A week later, the UN told him he was going to Portland, Oregon, although he was somewhat conflicted about the news. He spoke the language and felt familiar with Turkish culture, but he disliked what he described as the imposition of religion on people’s lives.
“Honestly, it was hard to make a decision,” he explains.
But before he could leave, he had to spend a month in jail — for illegally living and working in Istanbul.
In November 2010, he boarded a flight to Portland, donning his blue International Organization for Migration badge. He saw Mt. Hood through the window just before landing — a good sign, he believed, as he had seen mountains like that in his dreams. Another omen: seeing an acquaintance from the Istanbul UN office in the Portland airport.
Two local organizations, IRCO and Catholic Charities, placed him and three others in a house, and one year later, he moved into his own apartment and art studio. He now paints, works at Target, and takes ESL classes at Portland Community College.
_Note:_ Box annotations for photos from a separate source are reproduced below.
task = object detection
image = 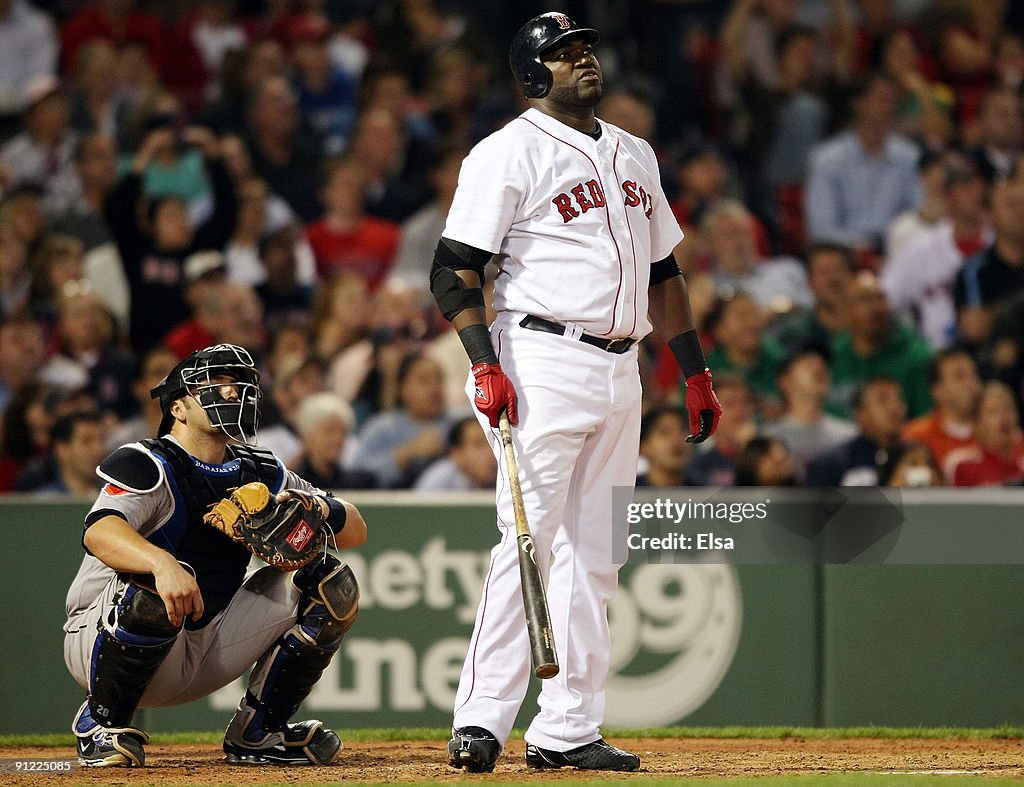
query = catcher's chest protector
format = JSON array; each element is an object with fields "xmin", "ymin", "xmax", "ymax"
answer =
[{"xmin": 141, "ymin": 438, "xmax": 281, "ymax": 628}]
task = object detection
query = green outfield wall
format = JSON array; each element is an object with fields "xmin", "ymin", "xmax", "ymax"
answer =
[{"xmin": 0, "ymin": 493, "xmax": 1024, "ymax": 733}]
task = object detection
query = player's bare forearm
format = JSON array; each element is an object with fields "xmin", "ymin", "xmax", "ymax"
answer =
[
  {"xmin": 82, "ymin": 516, "xmax": 205, "ymax": 626},
  {"xmin": 328, "ymin": 500, "xmax": 367, "ymax": 550},
  {"xmin": 648, "ymin": 275, "xmax": 696, "ymax": 342},
  {"xmin": 82, "ymin": 516, "xmax": 184, "ymax": 574}
]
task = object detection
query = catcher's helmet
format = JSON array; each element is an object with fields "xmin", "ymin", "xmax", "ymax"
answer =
[
  {"xmin": 509, "ymin": 11, "xmax": 600, "ymax": 98},
  {"xmin": 150, "ymin": 344, "xmax": 262, "ymax": 443}
]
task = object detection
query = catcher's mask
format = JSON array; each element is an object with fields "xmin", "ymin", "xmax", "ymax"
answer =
[
  {"xmin": 509, "ymin": 11, "xmax": 601, "ymax": 98},
  {"xmin": 150, "ymin": 344, "xmax": 263, "ymax": 445}
]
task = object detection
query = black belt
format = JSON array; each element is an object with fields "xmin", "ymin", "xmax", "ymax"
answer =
[{"xmin": 519, "ymin": 314, "xmax": 637, "ymax": 355}]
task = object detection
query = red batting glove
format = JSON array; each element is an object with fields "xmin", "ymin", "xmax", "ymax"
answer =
[
  {"xmin": 686, "ymin": 368, "xmax": 722, "ymax": 443},
  {"xmin": 473, "ymin": 363, "xmax": 519, "ymax": 429}
]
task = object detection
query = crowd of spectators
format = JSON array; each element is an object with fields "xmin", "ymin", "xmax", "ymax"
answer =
[{"xmin": 0, "ymin": 0, "xmax": 1024, "ymax": 494}]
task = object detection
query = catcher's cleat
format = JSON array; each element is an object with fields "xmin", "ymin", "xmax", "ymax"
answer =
[
  {"xmin": 526, "ymin": 738, "xmax": 640, "ymax": 771},
  {"xmin": 72, "ymin": 701, "xmax": 150, "ymax": 768},
  {"xmin": 224, "ymin": 719, "xmax": 342, "ymax": 766},
  {"xmin": 449, "ymin": 727, "xmax": 502, "ymax": 774}
]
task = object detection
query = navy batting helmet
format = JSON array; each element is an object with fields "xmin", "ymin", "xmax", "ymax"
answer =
[{"xmin": 509, "ymin": 11, "xmax": 600, "ymax": 98}]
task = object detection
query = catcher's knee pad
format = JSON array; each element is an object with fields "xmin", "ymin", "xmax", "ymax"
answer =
[
  {"xmin": 89, "ymin": 584, "xmax": 181, "ymax": 728},
  {"xmin": 227, "ymin": 555, "xmax": 359, "ymax": 744},
  {"xmin": 292, "ymin": 555, "xmax": 359, "ymax": 648}
]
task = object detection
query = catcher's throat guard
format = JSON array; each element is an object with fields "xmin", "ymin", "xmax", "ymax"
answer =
[{"xmin": 150, "ymin": 344, "xmax": 262, "ymax": 445}]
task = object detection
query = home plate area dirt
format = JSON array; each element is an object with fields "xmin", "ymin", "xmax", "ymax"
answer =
[{"xmin": 8, "ymin": 738, "xmax": 1024, "ymax": 787}]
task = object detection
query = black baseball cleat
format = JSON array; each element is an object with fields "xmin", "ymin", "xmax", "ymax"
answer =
[
  {"xmin": 72, "ymin": 701, "xmax": 150, "ymax": 768},
  {"xmin": 449, "ymin": 727, "xmax": 502, "ymax": 774},
  {"xmin": 224, "ymin": 719, "xmax": 342, "ymax": 766},
  {"xmin": 526, "ymin": 738, "xmax": 640, "ymax": 771}
]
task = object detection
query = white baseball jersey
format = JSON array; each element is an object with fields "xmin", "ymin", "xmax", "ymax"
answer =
[
  {"xmin": 443, "ymin": 108, "xmax": 682, "ymax": 751},
  {"xmin": 443, "ymin": 108, "xmax": 683, "ymax": 339}
]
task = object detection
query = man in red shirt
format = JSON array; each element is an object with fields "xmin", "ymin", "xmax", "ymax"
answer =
[
  {"xmin": 901, "ymin": 349, "xmax": 981, "ymax": 481},
  {"xmin": 306, "ymin": 156, "xmax": 401, "ymax": 290},
  {"xmin": 60, "ymin": 0, "xmax": 167, "ymax": 76},
  {"xmin": 953, "ymin": 381, "xmax": 1024, "ymax": 486}
]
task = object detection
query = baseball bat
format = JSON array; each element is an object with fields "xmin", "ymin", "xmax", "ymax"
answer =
[{"xmin": 498, "ymin": 410, "xmax": 558, "ymax": 680}]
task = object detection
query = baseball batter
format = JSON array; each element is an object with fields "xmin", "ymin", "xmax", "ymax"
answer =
[
  {"xmin": 430, "ymin": 13, "xmax": 721, "ymax": 772},
  {"xmin": 65, "ymin": 345, "xmax": 366, "ymax": 767}
]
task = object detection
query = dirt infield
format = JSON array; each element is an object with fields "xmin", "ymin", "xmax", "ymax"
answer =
[{"xmin": 8, "ymin": 738, "xmax": 1024, "ymax": 787}]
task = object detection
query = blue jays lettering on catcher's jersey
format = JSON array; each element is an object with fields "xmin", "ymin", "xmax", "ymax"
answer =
[
  {"xmin": 67, "ymin": 436, "xmax": 321, "ymax": 628},
  {"xmin": 443, "ymin": 108, "xmax": 683, "ymax": 339}
]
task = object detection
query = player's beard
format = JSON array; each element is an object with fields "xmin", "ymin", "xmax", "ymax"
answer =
[{"xmin": 548, "ymin": 82, "xmax": 604, "ymax": 110}]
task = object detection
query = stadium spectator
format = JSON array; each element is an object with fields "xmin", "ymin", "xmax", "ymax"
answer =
[
  {"xmin": 306, "ymin": 156, "xmax": 401, "ymax": 290},
  {"xmin": 104, "ymin": 126, "xmax": 238, "ymax": 351},
  {"xmin": 345, "ymin": 107, "xmax": 430, "ymax": 222},
  {"xmin": 763, "ymin": 345, "xmax": 857, "ymax": 476},
  {"xmin": 287, "ymin": 14, "xmax": 355, "ymax": 155},
  {"xmin": 733, "ymin": 436, "xmax": 797, "ymax": 486},
  {"xmin": 164, "ymin": 251, "xmax": 227, "ymax": 359},
  {"xmin": 0, "ymin": 0, "xmax": 57, "ymax": 116},
  {"xmin": 971, "ymin": 87, "xmax": 1024, "ymax": 183},
  {"xmin": 902, "ymin": 348, "xmax": 981, "ymax": 479},
  {"xmin": 0, "ymin": 76, "xmax": 80, "ymax": 211},
  {"xmin": 17, "ymin": 412, "xmax": 108, "ymax": 497},
  {"xmin": 259, "ymin": 355, "xmax": 327, "ymax": 466},
  {"xmin": 683, "ymin": 373, "xmax": 758, "ymax": 486},
  {"xmin": 726, "ymin": 24, "xmax": 827, "ymax": 250},
  {"xmin": 769, "ymin": 243, "xmax": 853, "ymax": 349},
  {"xmin": 703, "ymin": 200, "xmax": 814, "ymax": 317},
  {"xmin": 413, "ymin": 416, "xmax": 498, "ymax": 492},
  {"xmin": 879, "ymin": 443, "xmax": 944, "ymax": 487},
  {"xmin": 246, "ymin": 76, "xmax": 323, "ymax": 221},
  {"xmin": 706, "ymin": 292, "xmax": 785, "ymax": 413},
  {"xmin": 105, "ymin": 345, "xmax": 179, "ymax": 451},
  {"xmin": 953, "ymin": 180, "xmax": 1024, "ymax": 348},
  {"xmin": 0, "ymin": 220, "xmax": 34, "ymax": 316},
  {"xmin": 805, "ymin": 73, "xmax": 922, "ymax": 257},
  {"xmin": 256, "ymin": 224, "xmax": 315, "ymax": 331},
  {"xmin": 825, "ymin": 270, "xmax": 933, "ymax": 418},
  {"xmin": 295, "ymin": 392, "xmax": 376, "ymax": 489},
  {"xmin": 806, "ymin": 377, "xmax": 906, "ymax": 486},
  {"xmin": 60, "ymin": 0, "xmax": 169, "ymax": 76},
  {"xmin": 29, "ymin": 232, "xmax": 85, "ymax": 337},
  {"xmin": 871, "ymin": 28, "xmax": 955, "ymax": 151},
  {"xmin": 50, "ymin": 132, "xmax": 118, "ymax": 251},
  {"xmin": 0, "ymin": 312, "xmax": 46, "ymax": 413},
  {"xmin": 39, "ymin": 281, "xmax": 135, "ymax": 419},
  {"xmin": 68, "ymin": 39, "xmax": 132, "ymax": 137},
  {"xmin": 352, "ymin": 353, "xmax": 450, "ymax": 489},
  {"xmin": 881, "ymin": 155, "xmax": 992, "ymax": 348},
  {"xmin": 949, "ymin": 381, "xmax": 1024, "ymax": 486},
  {"xmin": 389, "ymin": 145, "xmax": 469, "ymax": 303},
  {"xmin": 636, "ymin": 406, "xmax": 693, "ymax": 486}
]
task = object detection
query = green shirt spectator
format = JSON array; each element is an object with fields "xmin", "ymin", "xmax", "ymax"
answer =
[{"xmin": 825, "ymin": 271, "xmax": 933, "ymax": 418}]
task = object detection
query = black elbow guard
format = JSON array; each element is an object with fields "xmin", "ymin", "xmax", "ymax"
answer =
[
  {"xmin": 650, "ymin": 254, "xmax": 683, "ymax": 287},
  {"xmin": 430, "ymin": 262, "xmax": 483, "ymax": 322},
  {"xmin": 430, "ymin": 237, "xmax": 490, "ymax": 322}
]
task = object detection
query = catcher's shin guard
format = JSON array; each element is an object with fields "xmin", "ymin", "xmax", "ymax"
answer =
[
  {"xmin": 224, "ymin": 555, "xmax": 359, "ymax": 764},
  {"xmin": 72, "ymin": 584, "xmax": 180, "ymax": 767}
]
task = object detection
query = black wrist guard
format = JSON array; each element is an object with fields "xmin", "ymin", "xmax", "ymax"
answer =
[
  {"xmin": 669, "ymin": 329, "xmax": 708, "ymax": 378},
  {"xmin": 459, "ymin": 324, "xmax": 498, "ymax": 366}
]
With the circumstances to finally make art on his own terms, he creates works portraying migration, corrupt politicians controlling society, different cultures living in harmony, and how culture, politics, and religion can make people forget each other’s humanity.
“All that has come to me in my life has been through my art. I’ve always followed my art. It started with painting Saddam, and then I broke the rules in Istanbul with art, and I’m here because of art. It’s always with me. My English is not enough, but people understand what I’m feeling and doing through my art,” Khurshid says.